Abstract: The survive of plants is mainly attributed to their complex and sophisticated immune defense system that has evolved through the process of battles against pathogens. The cloning and functional research of disease resistance (R) genes have greatly facilitated people’s understanding of plant immune defense systems. Executor (E) genes, as a new type of plant disease resistance genes, has unique disease resistance characteristics and is also an important resource for disease resistance genes, making it a research hotspot in the field of plant immunity. In recent years, significant progress has been made in the cloning and functional mechanism research of E genes, however, there is no Chinese review about them. This article comprehensively summarizes the protein sequence characteristics, interaction mechanisms with pathogens, biological functions and breeding applications of the E genes, aiming to provide important references for understanding the molecular mechanisms of plant-pathogen interactions and disease-resistant breeding of crops.

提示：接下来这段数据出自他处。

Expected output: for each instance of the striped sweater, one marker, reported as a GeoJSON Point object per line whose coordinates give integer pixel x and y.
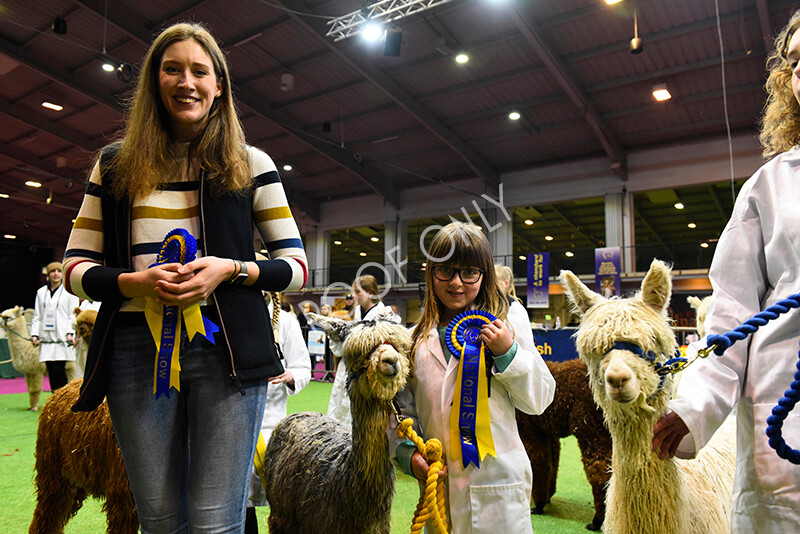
{"type": "Point", "coordinates": [175, 204]}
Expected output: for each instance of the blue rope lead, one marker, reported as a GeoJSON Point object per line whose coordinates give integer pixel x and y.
{"type": "Point", "coordinates": [791, 395]}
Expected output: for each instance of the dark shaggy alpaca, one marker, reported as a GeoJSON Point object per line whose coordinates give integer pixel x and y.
{"type": "Point", "coordinates": [572, 412]}
{"type": "Point", "coordinates": [77, 455]}
{"type": "Point", "coordinates": [320, 473]}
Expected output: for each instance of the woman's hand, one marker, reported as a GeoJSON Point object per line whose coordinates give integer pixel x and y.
{"type": "Point", "coordinates": [668, 433]}
{"type": "Point", "coordinates": [196, 280]}
{"type": "Point", "coordinates": [286, 377]}
{"type": "Point", "coordinates": [420, 468]}
{"type": "Point", "coordinates": [497, 337]}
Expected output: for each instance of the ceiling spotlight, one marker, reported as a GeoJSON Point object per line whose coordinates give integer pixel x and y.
{"type": "Point", "coordinates": [661, 93]}
{"type": "Point", "coordinates": [373, 32]}
{"type": "Point", "coordinates": [59, 25]}
{"type": "Point", "coordinates": [636, 43]}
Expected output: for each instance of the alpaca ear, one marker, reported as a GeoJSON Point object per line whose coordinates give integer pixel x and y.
{"type": "Point", "coordinates": [657, 286]}
{"type": "Point", "coordinates": [579, 294]}
{"type": "Point", "coordinates": [337, 329]}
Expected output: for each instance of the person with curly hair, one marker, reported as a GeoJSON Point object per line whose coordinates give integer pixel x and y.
{"type": "Point", "coordinates": [755, 266]}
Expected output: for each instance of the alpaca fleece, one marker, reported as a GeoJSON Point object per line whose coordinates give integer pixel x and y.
{"type": "Point", "coordinates": [323, 477]}
{"type": "Point", "coordinates": [77, 456]}
{"type": "Point", "coordinates": [647, 494]}
{"type": "Point", "coordinates": [572, 412]}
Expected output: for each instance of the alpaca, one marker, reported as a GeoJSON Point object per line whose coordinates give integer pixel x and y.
{"type": "Point", "coordinates": [322, 477]}
{"type": "Point", "coordinates": [84, 324]}
{"type": "Point", "coordinates": [572, 412]}
{"type": "Point", "coordinates": [25, 356]}
{"type": "Point", "coordinates": [701, 309]}
{"type": "Point", "coordinates": [647, 494]}
{"type": "Point", "coordinates": [76, 456]}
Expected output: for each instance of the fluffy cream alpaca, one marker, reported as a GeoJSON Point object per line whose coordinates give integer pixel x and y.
{"type": "Point", "coordinates": [700, 307]}
{"type": "Point", "coordinates": [646, 494]}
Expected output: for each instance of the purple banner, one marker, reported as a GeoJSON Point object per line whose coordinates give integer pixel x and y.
{"type": "Point", "coordinates": [606, 271]}
{"type": "Point", "coordinates": [539, 280]}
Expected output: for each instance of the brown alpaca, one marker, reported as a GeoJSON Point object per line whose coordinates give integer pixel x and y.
{"type": "Point", "coordinates": [76, 456]}
{"type": "Point", "coordinates": [572, 412]}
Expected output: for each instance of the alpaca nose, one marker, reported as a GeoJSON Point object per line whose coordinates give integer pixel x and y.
{"type": "Point", "coordinates": [617, 376]}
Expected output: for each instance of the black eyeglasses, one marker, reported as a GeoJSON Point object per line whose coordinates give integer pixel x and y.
{"type": "Point", "coordinates": [468, 275]}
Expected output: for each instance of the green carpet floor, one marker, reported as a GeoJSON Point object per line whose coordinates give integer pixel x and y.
{"type": "Point", "coordinates": [569, 512]}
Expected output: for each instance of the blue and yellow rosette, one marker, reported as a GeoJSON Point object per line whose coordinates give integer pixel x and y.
{"type": "Point", "coordinates": [470, 429]}
{"type": "Point", "coordinates": [179, 246]}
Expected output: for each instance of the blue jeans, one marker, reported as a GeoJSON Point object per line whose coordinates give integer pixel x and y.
{"type": "Point", "coordinates": [189, 456]}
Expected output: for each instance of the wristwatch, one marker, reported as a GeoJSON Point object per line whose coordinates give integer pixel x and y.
{"type": "Point", "coordinates": [241, 276]}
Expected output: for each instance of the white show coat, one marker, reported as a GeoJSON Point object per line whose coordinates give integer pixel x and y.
{"type": "Point", "coordinates": [59, 306]}
{"type": "Point", "coordinates": [756, 264]}
{"type": "Point", "coordinates": [339, 403]}
{"type": "Point", "coordinates": [495, 498]}
{"type": "Point", "coordinates": [297, 360]}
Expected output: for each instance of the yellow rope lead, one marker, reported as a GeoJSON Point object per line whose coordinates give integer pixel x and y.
{"type": "Point", "coordinates": [431, 503]}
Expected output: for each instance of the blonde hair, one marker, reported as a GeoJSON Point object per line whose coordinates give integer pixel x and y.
{"type": "Point", "coordinates": [461, 245]}
{"type": "Point", "coordinates": [147, 155]}
{"type": "Point", "coordinates": [780, 125]}
{"type": "Point", "coordinates": [506, 276]}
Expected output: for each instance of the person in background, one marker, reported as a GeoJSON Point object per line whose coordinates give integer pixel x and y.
{"type": "Point", "coordinates": [517, 314]}
{"type": "Point", "coordinates": [369, 307]}
{"type": "Point", "coordinates": [755, 266]}
{"type": "Point", "coordinates": [295, 377]}
{"type": "Point", "coordinates": [495, 497]}
{"type": "Point", "coordinates": [183, 163]}
{"type": "Point", "coordinates": [51, 328]}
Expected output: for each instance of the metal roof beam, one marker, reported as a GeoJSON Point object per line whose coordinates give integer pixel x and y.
{"type": "Point", "coordinates": [611, 145]}
{"type": "Point", "coordinates": [403, 98]}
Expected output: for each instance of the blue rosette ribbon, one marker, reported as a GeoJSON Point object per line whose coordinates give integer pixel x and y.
{"type": "Point", "coordinates": [470, 425]}
{"type": "Point", "coordinates": [179, 246]}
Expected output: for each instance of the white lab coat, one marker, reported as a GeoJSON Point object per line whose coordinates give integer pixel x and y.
{"type": "Point", "coordinates": [296, 359]}
{"type": "Point", "coordinates": [756, 264]}
{"type": "Point", "coordinates": [495, 498]}
{"type": "Point", "coordinates": [339, 403]}
{"type": "Point", "coordinates": [62, 304]}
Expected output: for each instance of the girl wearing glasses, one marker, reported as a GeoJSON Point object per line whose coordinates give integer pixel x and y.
{"type": "Point", "coordinates": [494, 497]}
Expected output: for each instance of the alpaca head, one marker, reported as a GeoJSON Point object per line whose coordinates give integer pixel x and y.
{"type": "Point", "coordinates": [611, 333]}
{"type": "Point", "coordinates": [84, 323]}
{"type": "Point", "coordinates": [700, 308]}
{"type": "Point", "coordinates": [376, 354]}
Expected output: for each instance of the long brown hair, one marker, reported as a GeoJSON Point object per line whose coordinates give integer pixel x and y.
{"type": "Point", "coordinates": [147, 154]}
{"type": "Point", "coordinates": [780, 125]}
{"type": "Point", "coordinates": [461, 245]}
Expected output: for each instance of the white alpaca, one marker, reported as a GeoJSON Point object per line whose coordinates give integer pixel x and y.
{"type": "Point", "coordinates": [700, 307]}
{"type": "Point", "coordinates": [646, 494]}
{"type": "Point", "coordinates": [25, 356]}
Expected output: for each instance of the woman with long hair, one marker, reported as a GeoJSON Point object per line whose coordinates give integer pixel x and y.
{"type": "Point", "coordinates": [186, 425]}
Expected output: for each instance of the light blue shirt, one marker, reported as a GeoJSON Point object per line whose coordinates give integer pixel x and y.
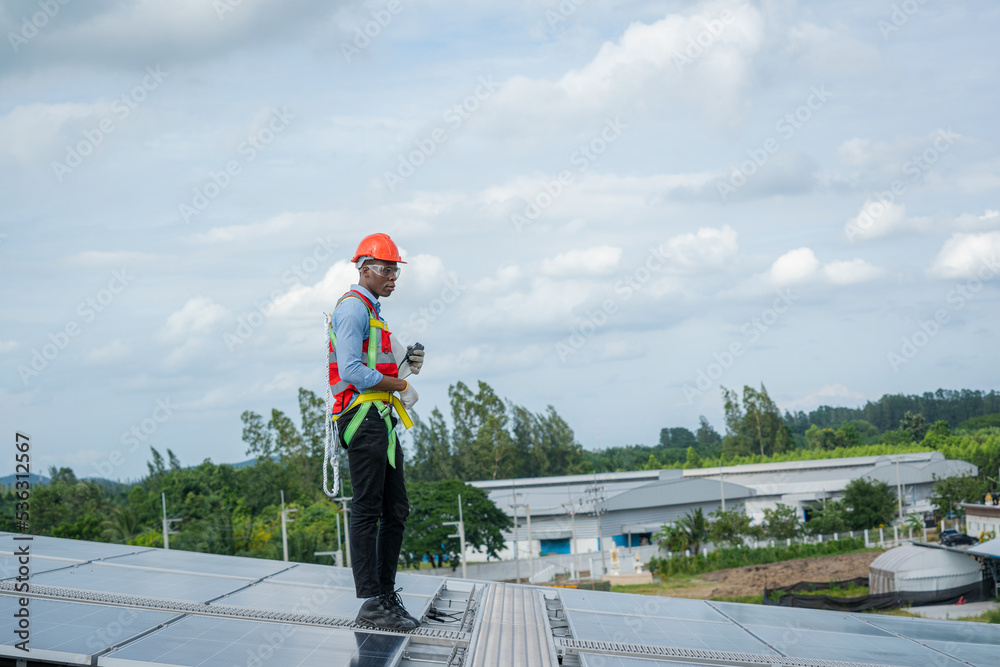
{"type": "Point", "coordinates": [350, 326]}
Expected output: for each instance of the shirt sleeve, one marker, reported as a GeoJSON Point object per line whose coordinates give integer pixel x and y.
{"type": "Point", "coordinates": [350, 326]}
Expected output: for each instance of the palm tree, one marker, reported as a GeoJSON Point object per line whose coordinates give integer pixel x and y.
{"type": "Point", "coordinates": [695, 526]}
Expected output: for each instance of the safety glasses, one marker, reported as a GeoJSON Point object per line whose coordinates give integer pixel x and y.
{"type": "Point", "coordinates": [385, 271]}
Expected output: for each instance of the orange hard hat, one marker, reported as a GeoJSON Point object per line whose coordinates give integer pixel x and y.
{"type": "Point", "coordinates": [379, 246]}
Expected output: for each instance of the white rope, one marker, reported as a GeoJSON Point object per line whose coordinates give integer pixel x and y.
{"type": "Point", "coordinates": [331, 449]}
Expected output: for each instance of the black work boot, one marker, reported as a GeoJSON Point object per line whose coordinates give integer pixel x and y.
{"type": "Point", "coordinates": [381, 613]}
{"type": "Point", "coordinates": [397, 603]}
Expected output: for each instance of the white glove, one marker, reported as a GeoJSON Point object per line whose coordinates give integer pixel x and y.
{"type": "Point", "coordinates": [416, 359]}
{"type": "Point", "coordinates": [408, 397]}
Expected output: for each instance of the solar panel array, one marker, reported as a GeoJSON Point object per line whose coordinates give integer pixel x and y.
{"type": "Point", "coordinates": [123, 606]}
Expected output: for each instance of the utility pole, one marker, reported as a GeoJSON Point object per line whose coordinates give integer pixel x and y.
{"type": "Point", "coordinates": [347, 530]}
{"type": "Point", "coordinates": [571, 506]}
{"type": "Point", "coordinates": [531, 552]}
{"type": "Point", "coordinates": [722, 485]}
{"type": "Point", "coordinates": [167, 532]}
{"type": "Point", "coordinates": [460, 524]}
{"type": "Point", "coordinates": [284, 528]}
{"type": "Point", "coordinates": [517, 560]}
{"type": "Point", "coordinates": [899, 491]}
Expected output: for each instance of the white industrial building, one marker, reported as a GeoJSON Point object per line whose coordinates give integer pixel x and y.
{"type": "Point", "coordinates": [923, 570]}
{"type": "Point", "coordinates": [588, 513]}
{"type": "Point", "coordinates": [802, 484]}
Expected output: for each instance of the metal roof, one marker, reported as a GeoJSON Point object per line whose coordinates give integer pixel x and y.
{"type": "Point", "coordinates": [299, 615]}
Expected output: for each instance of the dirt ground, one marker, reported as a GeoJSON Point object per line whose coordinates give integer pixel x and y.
{"type": "Point", "coordinates": [751, 580]}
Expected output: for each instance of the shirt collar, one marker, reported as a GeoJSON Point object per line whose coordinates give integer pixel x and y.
{"type": "Point", "coordinates": [371, 297]}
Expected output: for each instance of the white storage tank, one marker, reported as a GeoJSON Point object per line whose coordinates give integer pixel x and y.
{"type": "Point", "coordinates": [915, 569]}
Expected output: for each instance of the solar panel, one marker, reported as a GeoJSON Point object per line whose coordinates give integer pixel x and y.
{"type": "Point", "coordinates": [636, 629]}
{"type": "Point", "coordinates": [885, 650]}
{"type": "Point", "coordinates": [797, 619]}
{"type": "Point", "coordinates": [74, 627]}
{"type": "Point", "coordinates": [200, 641]}
{"type": "Point", "coordinates": [640, 605]}
{"type": "Point", "coordinates": [63, 548]}
{"type": "Point", "coordinates": [132, 581]}
{"type": "Point", "coordinates": [9, 565]}
{"type": "Point", "coordinates": [981, 655]}
{"type": "Point", "coordinates": [193, 561]}
{"type": "Point", "coordinates": [920, 628]}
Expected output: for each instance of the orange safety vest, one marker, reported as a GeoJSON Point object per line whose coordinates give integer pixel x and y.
{"type": "Point", "coordinates": [377, 351]}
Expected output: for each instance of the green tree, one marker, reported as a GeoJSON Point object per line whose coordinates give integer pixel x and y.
{"type": "Point", "coordinates": [709, 441]}
{"type": "Point", "coordinates": [695, 526]}
{"type": "Point", "coordinates": [915, 424]}
{"type": "Point", "coordinates": [730, 527]}
{"type": "Point", "coordinates": [482, 444]}
{"type": "Point", "coordinates": [672, 538]}
{"type": "Point", "coordinates": [827, 518]}
{"type": "Point", "coordinates": [868, 503]}
{"type": "Point", "coordinates": [433, 503]}
{"type": "Point", "coordinates": [949, 492]}
{"type": "Point", "coordinates": [782, 522]}
{"type": "Point", "coordinates": [754, 426]}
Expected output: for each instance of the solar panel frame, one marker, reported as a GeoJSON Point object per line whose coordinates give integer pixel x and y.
{"type": "Point", "coordinates": [199, 641]}
{"type": "Point", "coordinates": [169, 585]}
{"type": "Point", "coordinates": [76, 629]}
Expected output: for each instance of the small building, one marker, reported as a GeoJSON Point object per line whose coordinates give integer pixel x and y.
{"type": "Point", "coordinates": [803, 484]}
{"type": "Point", "coordinates": [625, 509]}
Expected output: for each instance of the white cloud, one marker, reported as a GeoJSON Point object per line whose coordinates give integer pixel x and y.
{"type": "Point", "coordinates": [32, 132]}
{"type": "Point", "coordinates": [598, 261]}
{"type": "Point", "coordinates": [851, 272]}
{"type": "Point", "coordinates": [967, 256]}
{"type": "Point", "coordinates": [831, 394]}
{"type": "Point", "coordinates": [793, 267]}
{"type": "Point", "coordinates": [877, 219]}
{"type": "Point", "coordinates": [197, 317]}
{"type": "Point", "coordinates": [649, 61]}
{"type": "Point", "coordinates": [113, 259]}
{"type": "Point", "coordinates": [709, 248]}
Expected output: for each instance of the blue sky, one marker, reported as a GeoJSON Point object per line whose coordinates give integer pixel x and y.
{"type": "Point", "coordinates": [609, 207]}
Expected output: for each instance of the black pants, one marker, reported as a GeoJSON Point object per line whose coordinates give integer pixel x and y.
{"type": "Point", "coordinates": [379, 507]}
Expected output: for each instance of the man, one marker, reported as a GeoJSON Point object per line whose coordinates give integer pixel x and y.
{"type": "Point", "coordinates": [363, 376]}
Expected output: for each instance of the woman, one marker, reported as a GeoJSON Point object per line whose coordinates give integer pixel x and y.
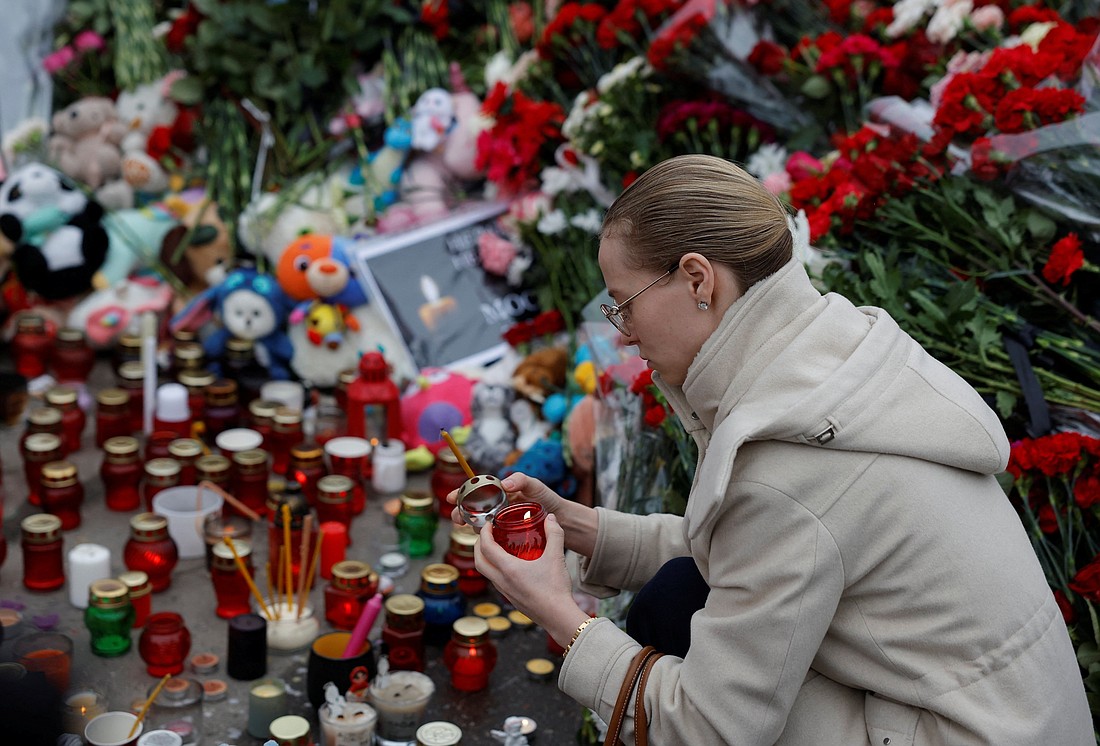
{"type": "Point", "coordinates": [862, 578]}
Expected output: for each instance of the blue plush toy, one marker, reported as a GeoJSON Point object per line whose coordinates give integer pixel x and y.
{"type": "Point", "coordinates": [250, 306]}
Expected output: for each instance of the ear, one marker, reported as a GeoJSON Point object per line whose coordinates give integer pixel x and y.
{"type": "Point", "coordinates": [701, 272]}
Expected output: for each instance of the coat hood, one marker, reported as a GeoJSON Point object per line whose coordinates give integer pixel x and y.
{"type": "Point", "coordinates": [788, 363]}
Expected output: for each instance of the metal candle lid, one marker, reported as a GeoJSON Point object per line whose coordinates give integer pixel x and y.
{"type": "Point", "coordinates": [480, 498]}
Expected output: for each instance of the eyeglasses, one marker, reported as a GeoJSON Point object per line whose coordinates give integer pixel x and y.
{"type": "Point", "coordinates": [614, 314]}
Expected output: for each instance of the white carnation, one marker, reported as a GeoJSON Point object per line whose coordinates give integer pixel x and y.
{"type": "Point", "coordinates": [552, 222]}
{"type": "Point", "coordinates": [770, 158]}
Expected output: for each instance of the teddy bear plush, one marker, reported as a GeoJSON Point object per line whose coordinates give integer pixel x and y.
{"type": "Point", "coordinates": [444, 129]}
{"type": "Point", "coordinates": [250, 306]}
{"type": "Point", "coordinates": [58, 236]}
{"type": "Point", "coordinates": [85, 141]}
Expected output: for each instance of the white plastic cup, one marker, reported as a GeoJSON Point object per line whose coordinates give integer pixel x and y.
{"type": "Point", "coordinates": [186, 516]}
{"type": "Point", "coordinates": [112, 728]}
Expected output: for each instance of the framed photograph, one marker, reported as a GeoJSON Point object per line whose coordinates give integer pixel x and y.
{"type": "Point", "coordinates": [429, 283]}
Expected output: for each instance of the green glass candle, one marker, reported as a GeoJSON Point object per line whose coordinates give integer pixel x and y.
{"type": "Point", "coordinates": [416, 524]}
{"type": "Point", "coordinates": [109, 617]}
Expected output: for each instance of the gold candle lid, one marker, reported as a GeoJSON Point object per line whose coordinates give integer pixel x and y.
{"type": "Point", "coordinates": [471, 626]}
{"type": "Point", "coordinates": [108, 593]}
{"type": "Point", "coordinates": [132, 370]}
{"type": "Point", "coordinates": [404, 604]}
{"type": "Point", "coordinates": [112, 397]}
{"type": "Point", "coordinates": [213, 463]}
{"type": "Point", "coordinates": [486, 610]}
{"type": "Point", "coordinates": [162, 467]}
{"type": "Point", "coordinates": [61, 395]}
{"type": "Point", "coordinates": [253, 457]}
{"type": "Point", "coordinates": [61, 473]}
{"type": "Point", "coordinates": [351, 570]}
{"type": "Point", "coordinates": [136, 582]}
{"type": "Point", "coordinates": [196, 377]}
{"type": "Point", "coordinates": [42, 416]}
{"type": "Point", "coordinates": [243, 548]}
{"type": "Point", "coordinates": [185, 448]}
{"type": "Point", "coordinates": [120, 446]}
{"type": "Point", "coordinates": [41, 527]}
{"type": "Point", "coordinates": [42, 442]}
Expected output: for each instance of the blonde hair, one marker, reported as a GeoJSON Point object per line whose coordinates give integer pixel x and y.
{"type": "Point", "coordinates": [706, 205]}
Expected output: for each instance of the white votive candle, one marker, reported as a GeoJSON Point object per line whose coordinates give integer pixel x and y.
{"type": "Point", "coordinates": [87, 563]}
{"type": "Point", "coordinates": [387, 462]}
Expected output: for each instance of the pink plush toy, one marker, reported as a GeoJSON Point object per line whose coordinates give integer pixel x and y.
{"type": "Point", "coordinates": [444, 147]}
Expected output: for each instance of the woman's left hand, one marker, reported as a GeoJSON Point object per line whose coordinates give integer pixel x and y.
{"type": "Point", "coordinates": [541, 589]}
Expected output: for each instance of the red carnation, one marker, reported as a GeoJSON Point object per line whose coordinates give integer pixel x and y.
{"type": "Point", "coordinates": [768, 57]}
{"type": "Point", "coordinates": [1087, 581]}
{"type": "Point", "coordinates": [1066, 258]}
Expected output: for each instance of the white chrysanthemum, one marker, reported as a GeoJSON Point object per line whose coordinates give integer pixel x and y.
{"type": "Point", "coordinates": [556, 180]}
{"type": "Point", "coordinates": [948, 20]}
{"type": "Point", "coordinates": [552, 222]}
{"type": "Point", "coordinates": [770, 158]}
{"type": "Point", "coordinates": [1033, 34]}
{"type": "Point", "coordinates": [590, 220]}
{"type": "Point", "coordinates": [908, 13]}
{"type": "Point", "coordinates": [578, 116]}
{"type": "Point", "coordinates": [497, 69]}
{"type": "Point", "coordinates": [620, 73]}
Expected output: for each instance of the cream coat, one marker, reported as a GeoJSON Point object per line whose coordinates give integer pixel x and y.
{"type": "Point", "coordinates": [869, 581]}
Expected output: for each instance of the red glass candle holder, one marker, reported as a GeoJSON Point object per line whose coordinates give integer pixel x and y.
{"type": "Point", "coordinates": [141, 595]}
{"type": "Point", "coordinates": [353, 583]}
{"type": "Point", "coordinates": [164, 644]}
{"type": "Point", "coordinates": [121, 473]}
{"type": "Point", "coordinates": [151, 549]}
{"type": "Point", "coordinates": [112, 415]}
{"type": "Point", "coordinates": [403, 632]}
{"type": "Point", "coordinates": [30, 347]}
{"type": "Point", "coordinates": [348, 457]}
{"type": "Point", "coordinates": [39, 450]}
{"type": "Point", "coordinates": [470, 655]}
{"type": "Point", "coordinates": [461, 556]}
{"type": "Point", "coordinates": [519, 528]}
{"type": "Point", "coordinates": [131, 379]}
{"type": "Point", "coordinates": [43, 563]}
{"type": "Point", "coordinates": [62, 493]}
{"type": "Point", "coordinates": [306, 467]}
{"type": "Point", "coordinates": [250, 481]}
{"type": "Point", "coordinates": [72, 358]}
{"type": "Point", "coordinates": [285, 434]}
{"type": "Point", "coordinates": [333, 501]}
{"type": "Point", "coordinates": [73, 417]}
{"type": "Point", "coordinates": [160, 474]}
{"type": "Point", "coordinates": [230, 588]}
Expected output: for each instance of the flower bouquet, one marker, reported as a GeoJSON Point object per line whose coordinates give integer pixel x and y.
{"type": "Point", "coordinates": [1056, 490]}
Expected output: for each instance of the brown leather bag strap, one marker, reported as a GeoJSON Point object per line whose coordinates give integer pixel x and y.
{"type": "Point", "coordinates": [640, 722]}
{"type": "Point", "coordinates": [624, 697]}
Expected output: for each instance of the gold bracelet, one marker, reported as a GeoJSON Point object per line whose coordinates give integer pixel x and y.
{"type": "Point", "coordinates": [578, 634]}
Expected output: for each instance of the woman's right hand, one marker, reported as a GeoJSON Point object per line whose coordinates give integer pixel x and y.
{"type": "Point", "coordinates": [518, 487]}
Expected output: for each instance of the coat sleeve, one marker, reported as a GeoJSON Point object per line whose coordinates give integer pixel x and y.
{"type": "Point", "coordinates": [629, 550]}
{"type": "Point", "coordinates": [776, 579]}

Key words: plant-pathogen interaction, executor genes, gene cloning, molecular mechanism, breeding application

何璐梅, 马伯军, 陈析丰. 植物执行者抗病基因研究进展. 植物学报, 2024, 59(4): 671-680.

Lumei He, Bojun Ma, Xifeng Chen. Advances on the Executor Resistance Genes in Plants. Chinese Bulletin of Botany, 2024, 59(4): 671-680.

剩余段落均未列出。